Meski galau, Maria masih bisa mencoba menjawab pertanyaan-pertanyaan tersebut satu per satu. Salah satunya adalah keputusan mengenai beda keyakinan Maria-Putu. Maria yang menganut agama Katolik memutuskan mengikuti keyakinan Putu, Hindu.

Setelah keputusan tersebut, muncul lagi ragam pertanyaan terkait keputusannya pindah keyakinan. “Dengan gue ikut dia, apa aja tuh kendala-kendala yang akan gue temukan? How hard it is to be a Balinese? What do you have to do? What is the family like? What is the society like?”

Maria yakin, meski ia sudah menetap di Bali selama lebih dari satu tahun, penyesuaiannya untuk menjadi pengikut agama Hindu tak akan semudah membalikkan telapak tangan.

Memasuki trimester kedua kehamilannya, barulah Maria dan Putu memutuskan memberitahukan pihak keluarga masing-masing. Keluarga Putu menjadi tujuan pertama. Dengan badannya yang sudah mulai membesar, Maria tak gentar menghadap keluarga Putu dan memberitahukan keadaannya saat itu.

“Akhirnya ngomong ke keluarga dia dulu. And then my family later. Because we were thinking, dengan rentetannya itu, nanti keluarga dia yang bakal men-take care gue. Karena gue mengikuti dia.”

Beruntung, keluarga Putu dapat menerima kabar tersebut dengan baik. Mungkin, cerita Maria, sikap terbuka keluarga Putu disebabkan peristiwa yang Maria-Putu alami biasa terjadi di Bali. Maria mengatakan bahwa ada banyak pasangan di Bali yang hamil di luar nikah.

Ini dianggap untuk mengetahui apakah keduanya sehat secara seksualitas atau tidak. Jika terjadi kehamilan, pihak keluarga malahan akan merasa bersyukur. Sebab itu menjadi tanda bahwa mereka dapat memberikan keturunan.

Lalu, bagaimana dengan keluarga Maria? Sebagai anak satu-satunya, Maria merasa cukup sulit untuk memberitahukan berita ini pada keluarganya. Beruntung, keluarga Maria bisa menerima kabar dari anak mereka.

Maria yang masih bekerja selama masa kehamilannya pun mendapat pertanyaan dari orang-orang di lingkungannya. Rekan-rekan kerjanya menjadi orang-orang pertama yang menyadari kehamilannya. Maria tidak memberitahukan ceritanya pada mereka, tapi beberapa dari mereka sadar akan adanya perubahan fisik Maria.

“Dan our first man yang notice itu adalah cowok loh!  Dan itu baru kayak jalan satu setengah bulan. ‘Kok kayaknya badan kamu kok tambah gendut?’ dia nanya. Awalnya gue bercandain. ‘Iya, banyak makan nih,’ [temannya berkata] ‘Kayaknya gendut beda’,” ceritanya.

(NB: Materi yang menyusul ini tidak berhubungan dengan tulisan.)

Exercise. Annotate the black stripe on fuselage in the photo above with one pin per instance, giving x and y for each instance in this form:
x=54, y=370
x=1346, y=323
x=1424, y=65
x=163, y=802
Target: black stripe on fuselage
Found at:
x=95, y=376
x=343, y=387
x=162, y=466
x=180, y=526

Seiring berjalannya waktu, makin banyak rekan kerja Maria yang mengetahui kehamilannya. Di luar dugaannya, seluruh teman-temannya ikut berbahagia dengan kabar tersebut dan malah memberikan ucapan selamat. “Jadi temen-temen gue yang tau malah ‘Waah, congratulation!and they don’t ask anything more,” katanya.

Maria melanjutkan, teman-temannya malah antusias bertanya kapan ia dan Putu akan menikah. “Terus paling ada yang nanya, ‘Kapan married?’, “Tunggu aja tanggal mainnya,” gue bilang gitu. Jadi, dibawa fun aja.”

Maria dan Putu akhirnya menikah pada bulan ketujuh kehamilannya. Seperti diskusi mereka berdua, Maria akhirnya mengikuti keyakinan Putu. Mereka pun mengikat pernikahan mereka sesuai adat agama Putu. Prosesi pernikahannya juga sesuai dengan adat Bali, sesuai budaya keluarga besar Putu. Dengan perutnya yang sudah besar, Maria menikah dan dihadiri keluarganya yang datang dari Jakarta.

Cerita Maria dan Putu ini bisa dibilang sedikit berbeda. Ada beberapa cerita mengenai pasangan yang hamil di luar nikah dan menyebutkan bahwa mereka menikah sebelum perut sang perempuan makin besar. Namun Maria malah menikah ketika perutnya sudah terlihat sangat besar.

“Karena preparation-nya lama. Kayak misalnya kan gue harus convert. Harus daftar, cabut berkas, dan lain-lain. We’re not talking about just getting married legally. It has to be done properly.”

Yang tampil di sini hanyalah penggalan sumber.